Yorkshire Bank, a trading name of Clydesdale Bank, took a £130m hit for mis-sold payment protection insurance in the last financial year.
The Financial Conduct Authority levied a £8.9m fine on Yorkshire Bank in September for treating customers unfairly after an internal mortgage repayment calculation error in 2009.
The bank is also taking part in review by the City watchdog into the sale of complex interest rate hedging products to SMEs.
Speaking to the Yorkshire Post earlier this month, Mr Thorburn said he had not considered resigning. “What I’m focused on is trying to put this right,” he added.
The bank has axed 1,400 jobs and retrenched from the South to its heartlands in the North of England and Scotland.
Last year it quarantined £5.6bn worth of troublesome commercial property loans and is running down the book, which now stands at £4bn.
Yorkshire Bank has invested heavily in new technology, including mobile banking, and marketing over the last year.
Cameron Clyne, the executive chairman of Clydesdale Bank and chief executive of parent National Australia Bank, said strategic changes at the UK subsidiary have allowed it to benefit from the improving economic conditions in the UK.
He added: “Even though our underlying performance has improved and bad debt levels have fallen... conduct factors have contributed to the loss reported in the results.
“Despite this, we continue our investment in new products and services and the launch of our mobile banking platform this year has been particularly successful.”
Mr Thorburn said the restructuring of the business has been substantially completed ahead of schedule and is beginning to deliver benefits to income, costs and asset quality.
He said the bank has a clearer focus on customers and is resolving legacy conduct issues.
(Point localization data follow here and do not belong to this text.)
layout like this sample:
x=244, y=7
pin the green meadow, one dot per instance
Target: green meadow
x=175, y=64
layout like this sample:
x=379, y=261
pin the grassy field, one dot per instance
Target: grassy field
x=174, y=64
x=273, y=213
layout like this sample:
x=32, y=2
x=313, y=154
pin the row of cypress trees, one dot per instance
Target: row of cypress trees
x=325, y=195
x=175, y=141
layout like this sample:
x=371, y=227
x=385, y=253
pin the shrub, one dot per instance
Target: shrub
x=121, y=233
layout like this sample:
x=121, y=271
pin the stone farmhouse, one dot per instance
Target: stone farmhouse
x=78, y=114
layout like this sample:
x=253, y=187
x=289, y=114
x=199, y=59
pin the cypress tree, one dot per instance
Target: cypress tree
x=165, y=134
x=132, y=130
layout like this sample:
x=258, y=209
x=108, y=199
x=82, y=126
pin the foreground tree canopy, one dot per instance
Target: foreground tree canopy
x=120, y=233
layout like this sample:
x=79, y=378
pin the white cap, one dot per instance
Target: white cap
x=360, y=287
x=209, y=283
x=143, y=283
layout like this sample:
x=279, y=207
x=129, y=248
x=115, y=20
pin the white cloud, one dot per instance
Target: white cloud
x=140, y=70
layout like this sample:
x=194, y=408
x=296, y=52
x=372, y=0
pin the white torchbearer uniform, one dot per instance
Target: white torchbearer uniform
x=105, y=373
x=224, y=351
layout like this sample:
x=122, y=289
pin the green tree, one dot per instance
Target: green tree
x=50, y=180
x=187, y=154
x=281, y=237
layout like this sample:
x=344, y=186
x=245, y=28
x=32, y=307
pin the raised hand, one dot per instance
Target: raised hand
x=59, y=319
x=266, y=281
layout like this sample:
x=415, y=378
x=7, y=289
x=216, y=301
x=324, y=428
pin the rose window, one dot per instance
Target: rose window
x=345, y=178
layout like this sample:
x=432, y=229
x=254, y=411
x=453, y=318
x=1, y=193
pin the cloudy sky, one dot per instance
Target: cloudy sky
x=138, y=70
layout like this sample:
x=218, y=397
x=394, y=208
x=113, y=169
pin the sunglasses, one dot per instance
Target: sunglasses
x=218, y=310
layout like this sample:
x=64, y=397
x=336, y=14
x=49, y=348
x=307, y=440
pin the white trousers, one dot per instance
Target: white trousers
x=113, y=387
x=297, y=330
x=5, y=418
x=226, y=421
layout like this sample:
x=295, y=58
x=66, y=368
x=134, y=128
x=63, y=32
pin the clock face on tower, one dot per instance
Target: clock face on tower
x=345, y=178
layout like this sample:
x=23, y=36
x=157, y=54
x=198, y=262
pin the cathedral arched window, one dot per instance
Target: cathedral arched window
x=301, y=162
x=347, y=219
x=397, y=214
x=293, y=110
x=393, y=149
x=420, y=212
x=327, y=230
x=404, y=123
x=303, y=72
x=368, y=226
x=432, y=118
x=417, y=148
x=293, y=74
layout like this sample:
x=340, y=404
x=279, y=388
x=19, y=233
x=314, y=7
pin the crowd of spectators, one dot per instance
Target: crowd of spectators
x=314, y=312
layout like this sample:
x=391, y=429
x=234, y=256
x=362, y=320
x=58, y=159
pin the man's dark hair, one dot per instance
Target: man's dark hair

Mr Thorburn added: “A strong focus on conduct issues will remain a feature of our industry and our business as we work to build a better bank.
“The bank’s stability and strength will serve it and its customers well as the economy settles and as we face the challenges of the future as well as resolving the industry issues of the past.”
Yorkshire and Clydesdale banks have 323 branches, 43 business banking centres and 4,478 members of staff.